What can I say is: you’ll find in Berlin all of these, but also much more. Strolling throught the streets of the several quarters, you’ll perceive the many souls of the city: there is a Renaissance Berlin; a contemporary one; a place where abstract and graffiti art have significance; a city which offers ideas in many fields, sometimes alternative and still a bit subversive.
Personally I was surprised by the capability of this city not to succumb to the shadows of its past: Berlin could have eclipse after the destruction and the senseless violence of the war: ever since the creation of a unified Germany in 1871, the nation’s tumultuous history has had a profound impact on the history of its capital Berlin.
Many historic neighborhoods and monuments were destroyed during the Second World War, but since the reunification after the fall of the Berlin Wall in 1989, historic areas like Potsdamer Platz and Pariser Platz have been completely revamped. Nowadays, Berlin is once again one of Europe’s main cities: lively, dynamic and inviting.

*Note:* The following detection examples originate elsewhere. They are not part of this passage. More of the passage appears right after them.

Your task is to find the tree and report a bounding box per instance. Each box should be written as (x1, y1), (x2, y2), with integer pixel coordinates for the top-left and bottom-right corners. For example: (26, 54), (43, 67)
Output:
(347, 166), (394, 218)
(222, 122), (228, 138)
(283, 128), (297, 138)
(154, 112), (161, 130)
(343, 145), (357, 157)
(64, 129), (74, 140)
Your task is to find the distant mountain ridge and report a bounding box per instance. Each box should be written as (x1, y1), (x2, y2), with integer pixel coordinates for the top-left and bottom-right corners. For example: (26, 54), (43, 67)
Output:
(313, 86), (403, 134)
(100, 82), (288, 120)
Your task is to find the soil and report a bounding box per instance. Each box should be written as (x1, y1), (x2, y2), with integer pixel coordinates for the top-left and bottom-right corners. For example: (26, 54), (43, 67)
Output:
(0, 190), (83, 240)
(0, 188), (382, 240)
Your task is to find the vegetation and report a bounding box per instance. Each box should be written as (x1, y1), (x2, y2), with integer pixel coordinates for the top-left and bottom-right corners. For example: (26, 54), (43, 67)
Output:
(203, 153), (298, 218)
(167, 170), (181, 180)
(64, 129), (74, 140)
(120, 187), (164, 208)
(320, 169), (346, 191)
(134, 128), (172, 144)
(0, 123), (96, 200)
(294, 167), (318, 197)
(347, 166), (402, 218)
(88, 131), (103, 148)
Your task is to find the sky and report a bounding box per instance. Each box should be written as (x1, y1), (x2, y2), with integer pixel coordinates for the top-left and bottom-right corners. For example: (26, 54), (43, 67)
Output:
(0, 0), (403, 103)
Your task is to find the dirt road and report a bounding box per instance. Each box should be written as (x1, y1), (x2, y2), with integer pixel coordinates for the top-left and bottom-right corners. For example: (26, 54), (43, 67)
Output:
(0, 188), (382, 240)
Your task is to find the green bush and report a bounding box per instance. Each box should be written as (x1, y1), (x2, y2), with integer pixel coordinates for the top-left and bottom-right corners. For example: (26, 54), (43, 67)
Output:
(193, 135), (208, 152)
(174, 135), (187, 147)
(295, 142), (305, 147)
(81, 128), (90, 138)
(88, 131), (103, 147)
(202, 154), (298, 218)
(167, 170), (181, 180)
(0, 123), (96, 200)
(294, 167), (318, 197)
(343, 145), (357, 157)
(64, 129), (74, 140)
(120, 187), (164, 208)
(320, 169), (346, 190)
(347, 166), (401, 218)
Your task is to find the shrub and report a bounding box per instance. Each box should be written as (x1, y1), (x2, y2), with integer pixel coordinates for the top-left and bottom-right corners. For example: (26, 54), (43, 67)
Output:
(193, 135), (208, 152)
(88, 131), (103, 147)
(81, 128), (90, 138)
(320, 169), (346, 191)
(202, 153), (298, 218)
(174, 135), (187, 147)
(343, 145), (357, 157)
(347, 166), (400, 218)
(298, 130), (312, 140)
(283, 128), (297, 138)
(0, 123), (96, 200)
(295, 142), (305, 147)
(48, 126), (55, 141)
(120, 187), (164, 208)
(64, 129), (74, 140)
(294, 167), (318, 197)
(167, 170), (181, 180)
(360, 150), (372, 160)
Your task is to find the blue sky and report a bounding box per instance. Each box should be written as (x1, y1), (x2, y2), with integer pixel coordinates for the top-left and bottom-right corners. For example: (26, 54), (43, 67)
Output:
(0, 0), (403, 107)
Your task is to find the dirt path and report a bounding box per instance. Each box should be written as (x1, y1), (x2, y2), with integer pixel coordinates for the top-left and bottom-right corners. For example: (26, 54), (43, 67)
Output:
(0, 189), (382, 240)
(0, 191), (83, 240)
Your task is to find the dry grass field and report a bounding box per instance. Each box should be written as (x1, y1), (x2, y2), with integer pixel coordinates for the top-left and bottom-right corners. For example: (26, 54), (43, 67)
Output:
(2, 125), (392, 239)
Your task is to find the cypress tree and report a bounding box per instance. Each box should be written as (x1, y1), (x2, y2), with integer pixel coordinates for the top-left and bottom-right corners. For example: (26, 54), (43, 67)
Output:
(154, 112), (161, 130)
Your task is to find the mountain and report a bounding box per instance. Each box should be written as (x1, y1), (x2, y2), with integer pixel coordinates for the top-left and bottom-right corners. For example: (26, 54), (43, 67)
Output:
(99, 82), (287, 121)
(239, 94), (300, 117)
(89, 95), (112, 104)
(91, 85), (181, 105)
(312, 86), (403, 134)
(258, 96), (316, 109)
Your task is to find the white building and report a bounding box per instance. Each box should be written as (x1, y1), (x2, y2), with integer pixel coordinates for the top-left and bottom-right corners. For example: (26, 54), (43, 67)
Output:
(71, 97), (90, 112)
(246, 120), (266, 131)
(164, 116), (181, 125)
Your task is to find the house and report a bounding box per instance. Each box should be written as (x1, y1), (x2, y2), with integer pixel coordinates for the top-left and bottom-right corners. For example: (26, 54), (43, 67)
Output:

With the following posts, I’ll retrace my steps and accompany you across some of the salient points of Berlin, starting right now from the Castle of Charlottenburg. We arrived in the afternoon, and we started right away our exploration from this western district, even if we couldn’t visit the inside of the residence.
This is the biggest historical palace left after the Second World War in Berlin, though burned to the ground during the Second World War but it has been completely reconstructed. The palace was built at the end of the 17th century and was greatly expanded during the 18th century. It includes much exotic internal decoration in baroque and rococo styles. A large garden surrounded by woodland was added behind the palace.
Originally commissioned by Sophie Charlotte, wife of Friedrich III, and built as a modest summer residence, the Schloss still nowadays show the grandeur of the Hohenzollern dynasty who for centuries ruled over Prussia.
The central and oldest part of the palace is the domed Altes Schloss (Old Palace) Here you can visit the apartments of Frederick I and Queen Sophie Charlotte. The rooms are decorated in a sumptuous Baroque style with plenty of stucco, wood paneling, gilded ornaments and frescoes. Other interesting rooms include the Oval Room, which looks out over the garden; the opulent Schlosskapelle, a chapel with an impressive royal box; and the Porcelain Chamber, laden with more than two thousand pieces of Chinese porcelain.